On the book front I've read and reviewed 89 books this year, including my first reviewed for a publisher, and received some great comments via Twitter from two of the authors I reviewed. Of the 89 volumes, 25 were old friends, the rest were new reads. Just 8 were non-fiction, but they were complete crackers. I met some great new authors this year. I fell in love with the Victorian writer, Mary Elizabeth Braddon, and was thrilled by Michael Jecks' medieval mysteries. Of the 89 reads over half were borrowed from libraries. An indication, if one was ever needed, that in times of economic hardship libraries are more necessary than ever.
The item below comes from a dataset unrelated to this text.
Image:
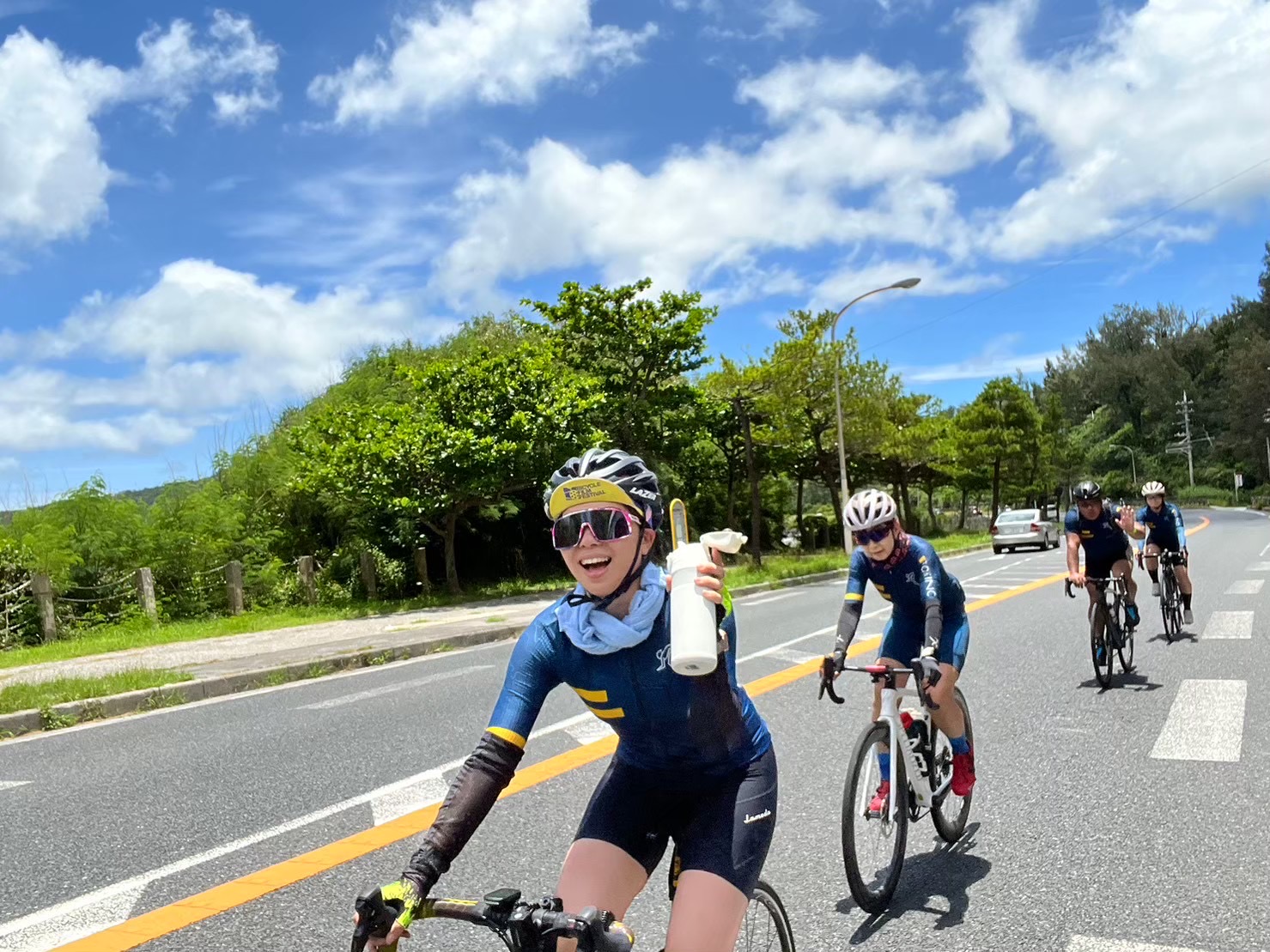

Most of the books were originally written in English although there were a fair number of translations from Spanish, Russian, Greek, French, Czech and various Scandinavian languages.

So we come to the Bookhound awards for 2013, with awards for Book of the Year, Top Fiction, Non-fiction, New read, Old friend, Crime of the year, Newly discovered author, and everyone's least favourite award Stinker of the year.

Top fiction
Lots of good reads this year in this category, but my top 5 contenders are: The marrying of Chani Kaufman, The big sleep, That summer, The Brothers Karamazov, Curtain: Poirot's last case.
And the winner is.....Eve Harris' wonderful Marrying of Chani Kaufman.

Top non-fiction
Not many non-fiction books this year, but all were thoroughly enjoyable. My top reads were: Travellers' Tales France, Play it again, Seven men at daybreak, Nicholas and Alexandra.
And the winner is, without any doubt, Alan Rusbridger's Play it again. For any musician this was such a stimulating read. It made me think again about the process involved in learning an instrument, and think too about my own musical journey.

New read
There were a lot of quality new reads. My favourites were: The marrying of Chani Kaufman, Play it again, Victorian ghost stories, The small house at Allington and The house of silk.
Anthony Horowitz' re-imagining of Sherlock Holmes The House of Silk comes very close, but it's a double for Chani Kaufman.

Old friend
So many well-loved old friends were visited again this year. I loved re-reading: A Christmas carol, That summer, Curtain: Poirot's last case, Wildfire at midnight and Appointment with Venus.
Mary Stewart's Wildfire at Midnight was a delight - so much better than I remembered it, while I had to rewrite this post at short notice having been blown away by the very brilliant Curtain; but the winner is Andrew Greig's moving That Summer - a beautiful book.

Newly-discovered author
I discovered some brilliant authors through 2013. The wonderful Mary Elizabeth Braddon, who I discovered recently also writes a great ghost story, Michael Jecks author of medieval murder mysteries, Spencer Quinn who can make a canine PI believable, Eve Harris whose first novel blew me away, and Jiri Weil whose work is a testament to what is best in the human spirit.

For sheer enjoyment, and because I know this is going to be the beginning of a beautiful friendship, it has to be Mary Elizabeth Braddon.

Crime of the year
There was some great crime from old favourites like Curtain by Christie to the very modern but also classic in style Kate Atkinson. My five favourites were Curtain: Poirot's last case by Agatha Christie, Kate Atkinson's Case histories, Spenser Quinn's Dog on it, Raymond Chandler's The big sleep, and Anthony Horowitz' The house of silk. And the winner is Christie's superb Curtain - a lesson in how to write brilliant crime.

Stinker of the year
There've been some great books this year, but also some real shockers. Among them: The secret of Chimneys by Agatha Christie, proof that even great writers can get it wrong, Nichola McAuliffe's dreadful but oddly endearing A fanny full of soap, another great writer gone wrong P.D. James' Death comes to Pemberley, the badly aged The Wimbledon Poisoner, and the awful The black rose of Florence by Giuttari. Writing badly yourself is bad enough, dragging Jane Austen down with you is unpardonable, the loser is Death comes to Pemberley.

Book of the year
No doubt of the contenders here, all previously mentioned. Chani Kaufman, Play it again, Curtain: Poirot's last case, That summer, and the Oxford book of Victorian ghost stories. And here, I'm afraid I have to give up, I loved all of these far too much to decide between them. They were all wonderful.
A very Happy 2014 to all readers of Bookhound. May there be a very happy year of reading ahead.